И так все это у него точно было расписано и разложено по чистым полочкам, что мне стало не по себе, я решил, что надо переменить тему, спросил:
— А родители живы? Папа, мама?
— Живут! Чего с ними… Пенсионеры оба. Ну, по дому дел у них хватает, да и сад еще. Навалом дел, честное слово. Навалом, Геннадий Сергеевич, дорогой вы мой! — так он сказал, а затем вкратце весело и доверчиво поведал, какой у них сад, сколько яблонь, сколько кустов смородины, черной, красной, белой, сколько крыжовника усатого, сколько корней клубники, «ананасовой» и «виктории».
— А место-то ваше как называется?
— Да веневский я! Я с Иваном Алексеевичем, можно сказать, да так оно и есть, земляк! — заявил он, весело глядя на меня большими чистыми глазами, и тут я поймал себя на том, что ведь сбудутся его мечты. Для таких-то молодых и упрямых, веселых, твердошагающих и горит зеленая стрела удачи. Звенит в полете, летит, и все ясно впереди. И никаких сомнений нет!
«Спешите жить!»
— Интересно, — сказал Степан Петрович, — очень даже. Это вы мне интересную мысль подкинули о преемственности.
— Пользуйся, — сказал Игорь.
— А что? Самое главное в человеке — энергия! — взорвался Кузяев. — А как он ложку, вилку держит, это вы с матерью дурака валяете, двадцать третье дело. Глупости! Иван Алексеевич тоже Шатобрианом не был.
— А ты знаешь, кто такой Шатобриан?
Степан Петрович от ответа уклонился.
— Кто, кто… — проговорил нараспев, — кто надо!
И пошел смотреть на внука.
13
Закончив опытно-показательную школу при заводе «Динамо», Степа Кузяев вместе с Дениской Шлыковым и Витькой Огольцом поступил в амосовское ФЗУ в ученики к Павлу Александровичу Пырину, философу слесарных наук.
— Однако откеда вас таких пригнали? — спросил философ, поверх тонких очков глядя на новое пополнение.
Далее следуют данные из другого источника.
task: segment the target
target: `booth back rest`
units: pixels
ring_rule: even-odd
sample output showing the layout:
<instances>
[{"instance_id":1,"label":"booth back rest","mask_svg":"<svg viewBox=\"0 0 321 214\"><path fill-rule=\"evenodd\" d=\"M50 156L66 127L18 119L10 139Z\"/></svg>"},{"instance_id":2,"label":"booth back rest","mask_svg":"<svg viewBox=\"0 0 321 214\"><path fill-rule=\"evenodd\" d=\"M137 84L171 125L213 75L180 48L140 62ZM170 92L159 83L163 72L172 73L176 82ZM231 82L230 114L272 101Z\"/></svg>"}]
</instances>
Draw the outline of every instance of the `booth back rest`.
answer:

— Откуда все, оттуда и мы! — крикнул Витька, вытягивая худую шею.
— Грамотный шибко. Как звать?
— Виктор.
— Ну вот, скажи нам, Виктор, что такое есть упорный заводской организатор? Не знаешь. Кто знает? Никто. Значит, будем работать с металлом… — Павел Александрович поставил всех к верстакам. Вытянул из жилетного кармана серебряные часы-луковицу. Засек время. — Пили!
Через десять минут, когда взмокли все и запахло потом, вздохнул протяжно, сел на скрипучий табурет.
— Шабаш! Что скажу? Плохо, скажу, ребяты… некультурно.
— Так оборудование у вас стародедовское! Напильники вон лысые… — зашумели фабзайцы.
Павел Александрович пригладил седую бороденку, запахнул суконный свой пиджак.
— Барчук-белоручка склонен бесконечно болтать, — изрек строго. — Упорный же заводской организатор — тот даже при бедном оборудовании победит своей организационной сноровкой. Ясно, что сказал? Нет. Значит, буду воспитывать, пока не поймете.
Воспитывал Павел Андреевич толково, весело. Все с шутками, прибаутками, которых знал бессчетное количество и был большой любитель. «Хило, Вавила, — кричал с утра. — Плохо, Тереха! За виски да в тиски! Вот бы у немца ты поработал, он бы задал тебе пфефферу». — «А я советский пролетарий!» — смеялся Дениска. «Ну, так пусть тебе Чичков на грудях разводной ключ нарисует».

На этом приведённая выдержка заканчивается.